The Favorites
- First edition hardcover
- Author: Layne Fargo
- Language: English
- Genre: Romantic fiction, sports fiction
- Publisher: Penguin Random House
- Publication date: January 14, 2025
- Publication place: United States
- Pages: 448
- ISBN: 9780593732045

= The Favorites =

2025 novel by Layne Fargo

The Favorites is a sports romance novel by American author Layne Fargo. It was published by Penguin Random House on January 14, 2025. It is a modern retelling of Wuthering Heights. The novel weaves in confessionals from the protagonists' peers between each chapter. It is set to be adapted into a Netflix original film.

== Background ==
The novel was inspired by Tessa Virtue's and Scott Moir's dance to the Moulin Rouge! soundtrack and the media's speculation into a potential romantic relationship.

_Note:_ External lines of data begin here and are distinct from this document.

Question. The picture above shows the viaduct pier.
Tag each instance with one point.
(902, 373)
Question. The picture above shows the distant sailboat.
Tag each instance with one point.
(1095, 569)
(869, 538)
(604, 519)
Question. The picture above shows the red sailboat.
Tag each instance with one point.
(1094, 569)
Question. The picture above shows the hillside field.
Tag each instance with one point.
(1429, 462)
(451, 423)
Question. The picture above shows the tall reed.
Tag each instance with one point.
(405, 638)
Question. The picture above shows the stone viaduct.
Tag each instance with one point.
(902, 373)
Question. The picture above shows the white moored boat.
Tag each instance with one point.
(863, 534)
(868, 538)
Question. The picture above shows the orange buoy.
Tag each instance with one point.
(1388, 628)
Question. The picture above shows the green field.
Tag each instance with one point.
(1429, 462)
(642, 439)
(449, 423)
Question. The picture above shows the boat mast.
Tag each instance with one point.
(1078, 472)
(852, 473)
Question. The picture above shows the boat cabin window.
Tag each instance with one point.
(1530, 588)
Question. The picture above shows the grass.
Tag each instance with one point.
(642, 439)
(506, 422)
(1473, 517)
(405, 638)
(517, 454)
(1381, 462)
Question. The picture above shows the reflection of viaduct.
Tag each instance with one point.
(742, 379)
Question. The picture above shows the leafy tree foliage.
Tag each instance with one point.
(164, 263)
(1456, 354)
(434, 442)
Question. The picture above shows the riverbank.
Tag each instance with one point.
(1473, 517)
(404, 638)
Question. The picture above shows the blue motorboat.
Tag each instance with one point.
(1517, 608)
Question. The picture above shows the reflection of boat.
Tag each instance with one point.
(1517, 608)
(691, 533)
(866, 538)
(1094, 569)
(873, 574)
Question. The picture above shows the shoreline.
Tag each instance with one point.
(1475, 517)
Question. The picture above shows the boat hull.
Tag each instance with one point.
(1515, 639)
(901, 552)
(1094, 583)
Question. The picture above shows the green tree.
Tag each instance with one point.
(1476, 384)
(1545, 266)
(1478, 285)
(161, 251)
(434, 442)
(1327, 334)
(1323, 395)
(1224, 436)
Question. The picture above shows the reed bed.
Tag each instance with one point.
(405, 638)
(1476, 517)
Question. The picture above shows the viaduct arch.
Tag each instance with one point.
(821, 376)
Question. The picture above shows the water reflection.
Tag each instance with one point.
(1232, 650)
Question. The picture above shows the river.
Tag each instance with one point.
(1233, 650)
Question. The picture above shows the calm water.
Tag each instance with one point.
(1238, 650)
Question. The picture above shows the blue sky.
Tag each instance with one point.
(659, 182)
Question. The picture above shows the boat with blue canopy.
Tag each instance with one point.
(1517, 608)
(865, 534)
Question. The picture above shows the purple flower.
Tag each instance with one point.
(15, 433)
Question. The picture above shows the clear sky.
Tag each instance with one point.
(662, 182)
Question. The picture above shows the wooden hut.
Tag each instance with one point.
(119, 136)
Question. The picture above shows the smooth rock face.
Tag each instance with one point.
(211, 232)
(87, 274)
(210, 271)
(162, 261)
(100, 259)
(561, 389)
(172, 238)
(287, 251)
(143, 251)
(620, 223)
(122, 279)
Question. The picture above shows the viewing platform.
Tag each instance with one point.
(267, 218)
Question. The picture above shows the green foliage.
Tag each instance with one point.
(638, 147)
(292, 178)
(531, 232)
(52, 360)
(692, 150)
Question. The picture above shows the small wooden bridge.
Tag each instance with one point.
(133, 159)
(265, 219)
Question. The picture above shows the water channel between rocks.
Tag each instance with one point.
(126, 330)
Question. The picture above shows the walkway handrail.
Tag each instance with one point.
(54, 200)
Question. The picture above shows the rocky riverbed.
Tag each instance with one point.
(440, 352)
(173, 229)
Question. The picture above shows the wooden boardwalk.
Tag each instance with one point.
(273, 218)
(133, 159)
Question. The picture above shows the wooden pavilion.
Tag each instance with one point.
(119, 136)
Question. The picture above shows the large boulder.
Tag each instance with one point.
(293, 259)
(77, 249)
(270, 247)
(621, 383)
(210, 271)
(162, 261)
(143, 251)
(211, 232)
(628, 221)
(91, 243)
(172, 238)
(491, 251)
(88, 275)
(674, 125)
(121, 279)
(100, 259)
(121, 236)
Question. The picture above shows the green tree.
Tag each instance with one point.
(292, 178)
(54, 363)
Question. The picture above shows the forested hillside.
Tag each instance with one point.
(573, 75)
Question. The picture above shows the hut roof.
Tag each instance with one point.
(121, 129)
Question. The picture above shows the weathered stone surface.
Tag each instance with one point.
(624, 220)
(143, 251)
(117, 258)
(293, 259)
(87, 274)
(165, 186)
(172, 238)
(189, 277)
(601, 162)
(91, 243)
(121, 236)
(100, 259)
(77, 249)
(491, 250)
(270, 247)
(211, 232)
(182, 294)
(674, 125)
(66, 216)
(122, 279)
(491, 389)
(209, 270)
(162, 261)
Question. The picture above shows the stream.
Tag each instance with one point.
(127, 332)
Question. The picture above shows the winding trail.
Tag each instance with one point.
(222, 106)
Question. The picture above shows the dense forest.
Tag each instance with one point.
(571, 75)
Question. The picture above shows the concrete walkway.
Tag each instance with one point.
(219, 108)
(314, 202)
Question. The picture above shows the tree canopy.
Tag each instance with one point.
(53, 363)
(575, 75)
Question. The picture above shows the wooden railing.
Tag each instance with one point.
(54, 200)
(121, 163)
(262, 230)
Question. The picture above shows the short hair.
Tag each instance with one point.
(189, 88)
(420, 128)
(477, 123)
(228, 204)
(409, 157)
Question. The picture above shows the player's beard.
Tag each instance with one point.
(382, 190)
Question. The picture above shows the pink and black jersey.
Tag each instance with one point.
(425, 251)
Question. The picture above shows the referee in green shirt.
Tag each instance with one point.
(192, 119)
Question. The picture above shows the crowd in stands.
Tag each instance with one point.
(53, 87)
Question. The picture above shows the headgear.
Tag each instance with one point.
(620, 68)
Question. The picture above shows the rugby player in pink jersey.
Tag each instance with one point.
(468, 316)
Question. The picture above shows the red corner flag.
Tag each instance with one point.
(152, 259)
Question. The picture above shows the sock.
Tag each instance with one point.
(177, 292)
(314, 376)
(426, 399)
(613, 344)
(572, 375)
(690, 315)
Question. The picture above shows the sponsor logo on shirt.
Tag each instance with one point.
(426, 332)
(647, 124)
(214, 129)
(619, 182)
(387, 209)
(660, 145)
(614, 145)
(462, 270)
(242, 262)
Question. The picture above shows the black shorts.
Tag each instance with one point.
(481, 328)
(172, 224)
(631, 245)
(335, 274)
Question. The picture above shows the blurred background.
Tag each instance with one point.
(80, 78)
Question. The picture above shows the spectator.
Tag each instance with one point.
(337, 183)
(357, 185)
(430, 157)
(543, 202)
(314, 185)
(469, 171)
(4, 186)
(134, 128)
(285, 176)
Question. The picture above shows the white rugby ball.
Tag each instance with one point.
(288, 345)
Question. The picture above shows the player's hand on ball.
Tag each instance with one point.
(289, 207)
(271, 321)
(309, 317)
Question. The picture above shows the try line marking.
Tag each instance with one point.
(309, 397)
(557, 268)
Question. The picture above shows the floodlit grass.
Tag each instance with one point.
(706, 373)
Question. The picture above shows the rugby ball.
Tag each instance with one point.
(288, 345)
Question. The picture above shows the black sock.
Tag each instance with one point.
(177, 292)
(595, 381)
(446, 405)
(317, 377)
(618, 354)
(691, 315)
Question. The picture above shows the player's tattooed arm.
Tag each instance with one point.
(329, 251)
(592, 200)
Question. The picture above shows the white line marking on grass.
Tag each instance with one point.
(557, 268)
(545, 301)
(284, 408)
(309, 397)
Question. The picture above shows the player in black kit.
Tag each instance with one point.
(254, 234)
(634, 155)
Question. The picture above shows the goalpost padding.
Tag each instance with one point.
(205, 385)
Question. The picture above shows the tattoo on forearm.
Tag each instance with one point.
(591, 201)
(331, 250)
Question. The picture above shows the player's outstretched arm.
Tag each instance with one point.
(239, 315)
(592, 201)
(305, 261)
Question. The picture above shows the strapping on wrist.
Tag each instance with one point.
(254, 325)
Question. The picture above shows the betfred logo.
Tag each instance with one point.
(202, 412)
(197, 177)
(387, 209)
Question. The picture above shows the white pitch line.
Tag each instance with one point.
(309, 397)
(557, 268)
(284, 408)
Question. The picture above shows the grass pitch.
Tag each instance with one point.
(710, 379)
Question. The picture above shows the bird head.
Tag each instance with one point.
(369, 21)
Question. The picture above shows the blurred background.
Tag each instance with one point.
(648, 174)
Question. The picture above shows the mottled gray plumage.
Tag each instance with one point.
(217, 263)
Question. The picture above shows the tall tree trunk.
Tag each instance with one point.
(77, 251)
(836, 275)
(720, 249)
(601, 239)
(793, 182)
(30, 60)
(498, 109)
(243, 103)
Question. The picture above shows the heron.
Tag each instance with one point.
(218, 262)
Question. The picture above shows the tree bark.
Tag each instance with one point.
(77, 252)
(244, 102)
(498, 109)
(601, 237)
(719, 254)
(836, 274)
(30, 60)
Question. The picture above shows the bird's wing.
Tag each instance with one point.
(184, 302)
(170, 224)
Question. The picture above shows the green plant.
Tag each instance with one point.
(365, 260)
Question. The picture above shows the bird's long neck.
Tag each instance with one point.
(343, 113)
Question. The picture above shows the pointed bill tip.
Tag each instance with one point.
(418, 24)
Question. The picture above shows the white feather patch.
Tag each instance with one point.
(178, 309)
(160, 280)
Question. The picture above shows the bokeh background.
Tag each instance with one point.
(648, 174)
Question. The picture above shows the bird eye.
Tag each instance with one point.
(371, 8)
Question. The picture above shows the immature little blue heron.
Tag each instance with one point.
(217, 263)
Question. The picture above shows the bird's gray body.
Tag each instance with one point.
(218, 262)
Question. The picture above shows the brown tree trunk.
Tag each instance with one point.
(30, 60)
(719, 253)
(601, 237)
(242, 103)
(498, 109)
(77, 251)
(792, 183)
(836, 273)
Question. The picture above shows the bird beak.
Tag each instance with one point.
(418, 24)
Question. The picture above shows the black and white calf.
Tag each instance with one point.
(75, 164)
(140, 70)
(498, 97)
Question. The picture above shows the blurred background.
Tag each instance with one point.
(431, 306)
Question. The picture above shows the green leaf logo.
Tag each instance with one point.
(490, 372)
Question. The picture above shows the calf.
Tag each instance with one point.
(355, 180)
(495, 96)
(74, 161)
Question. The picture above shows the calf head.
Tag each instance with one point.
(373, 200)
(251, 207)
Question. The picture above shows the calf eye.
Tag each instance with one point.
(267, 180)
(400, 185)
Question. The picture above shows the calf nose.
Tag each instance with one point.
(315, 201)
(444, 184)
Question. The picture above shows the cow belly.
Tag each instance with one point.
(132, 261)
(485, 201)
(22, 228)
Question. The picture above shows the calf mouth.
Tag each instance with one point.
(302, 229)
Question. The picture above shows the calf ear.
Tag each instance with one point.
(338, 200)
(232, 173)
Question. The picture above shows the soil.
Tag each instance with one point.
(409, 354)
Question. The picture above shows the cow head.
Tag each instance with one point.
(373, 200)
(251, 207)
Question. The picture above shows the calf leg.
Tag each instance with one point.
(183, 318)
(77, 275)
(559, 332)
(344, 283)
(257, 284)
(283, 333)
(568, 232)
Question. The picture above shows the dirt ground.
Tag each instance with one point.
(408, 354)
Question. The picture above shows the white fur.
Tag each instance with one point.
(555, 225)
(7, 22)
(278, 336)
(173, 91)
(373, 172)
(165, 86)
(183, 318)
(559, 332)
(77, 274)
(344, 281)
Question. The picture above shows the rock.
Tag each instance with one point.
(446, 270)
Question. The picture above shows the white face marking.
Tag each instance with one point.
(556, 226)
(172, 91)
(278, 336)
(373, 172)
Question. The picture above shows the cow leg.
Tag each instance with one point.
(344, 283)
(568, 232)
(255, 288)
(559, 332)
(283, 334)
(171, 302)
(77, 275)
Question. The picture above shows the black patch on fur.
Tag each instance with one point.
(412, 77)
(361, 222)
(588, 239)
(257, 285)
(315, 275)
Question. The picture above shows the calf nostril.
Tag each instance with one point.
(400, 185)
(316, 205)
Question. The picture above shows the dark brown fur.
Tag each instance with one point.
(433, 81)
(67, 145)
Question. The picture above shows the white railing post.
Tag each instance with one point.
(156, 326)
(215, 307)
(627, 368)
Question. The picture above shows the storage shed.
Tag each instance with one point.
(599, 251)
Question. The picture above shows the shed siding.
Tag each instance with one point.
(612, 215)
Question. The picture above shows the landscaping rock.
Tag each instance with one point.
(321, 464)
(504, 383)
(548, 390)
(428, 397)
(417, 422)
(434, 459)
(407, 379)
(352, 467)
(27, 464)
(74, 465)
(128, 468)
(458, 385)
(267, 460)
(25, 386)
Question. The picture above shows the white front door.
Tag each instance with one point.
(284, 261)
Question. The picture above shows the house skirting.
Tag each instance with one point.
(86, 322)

The novel was initially two separate books—a gothic romance and a thriller about ice skaters. According to Fargo, neither were working until she decided to combine them as a retelling of Wuthering Heights.

Fargo's research process involved reading skaters' memoirs and reading through the archives of the U.S. Figure Skating magazine. Kat was based on Katarina Witt, while the Lins were partially based on Alex and Maia Shibutani. The rivalrous friendship between Kat and Bella was inspired by the friendship between Madison Hubbell and Gabriella Papadakis.

Fargo used her experience with chronic pain and the painful treatments she undergoes to help her write the scenes in which Kat pushes her body to the limit.

In the first draft, The Favorites was a screenplay.

== Synopsis ==
Katarina "Kat" Shaw and Heath Rocha, two orphans who grew up in poverty together, begin skating together as children in Lake Forest, Illinois. Kat is fueled by a desire to emulate gold medalist Sheila Lin, while Heath is fueled by his attachment to Kat. While skating, they form a passionate romantic relationship. In 2000, they compete with Sheila's twins, Garrett and Bella, at the National Championships. While they place sixth, they catch the attention of Sheila Lin, who is now heading her own skating school in Los Angeles and invites them to attend. In Los Angeles, Kat and Heath spend the next fourteen years continuing to skate together, having an on-and-off relationship while feuding with the Lins. However, a life-changing incident at the 2014 Winter Olympics brings their partnership to an end. Ten years later, an unauthorized documentary titled The Favorites: The Shaw & Rocha Story releases, prompting Kat to tell her own story after a decade of silence.

== Reception ==
The novel won an Alex Award. It was nominated for a Goodreads Choice Award for Romance.

Kirkus Reviews called the characterizations of the skaters "stereotype-driven", but complimented how the narrators of the documentary were written. Publishers Weekly called it "overly long", describing the interpersonal drama as "repetitive" and its parallels to Wuthering Heights "a foggy attempt". Lisa Levy of The Washington Post gave the novel a nine out of ten, praising its descriptions of skating and the relationship between Kat and Heath. In her review for Paste, Lacy Baugher Milas called the novel's refusal to apologize for its characters' worst traits "refreshing", and praised its "non-stop" cliffhangers for "keep[ing] the pages flying".

== Audiobook ==
An audiobook was released concurrently with the hardcover and ebook editions. Katarina was voiced by Christine Lakin, and was supported by an ensemble cast consisting of Louisa Zhu, Amy Landon, Elena Rey, Valerie Rose Lohman, Suzanne Toren, Graham Halstead, Julia Emelin, Layne Fargo, Eric Yang, Johnny Weir, and Brandon Perea.

The audiobook was nominated for an Audie Award for Fiction. Kirkus Reviews called the narrations "uniformly exception". Library Journal described the novel as "especially suited" to audio, and called Lakin's narration "fantastic".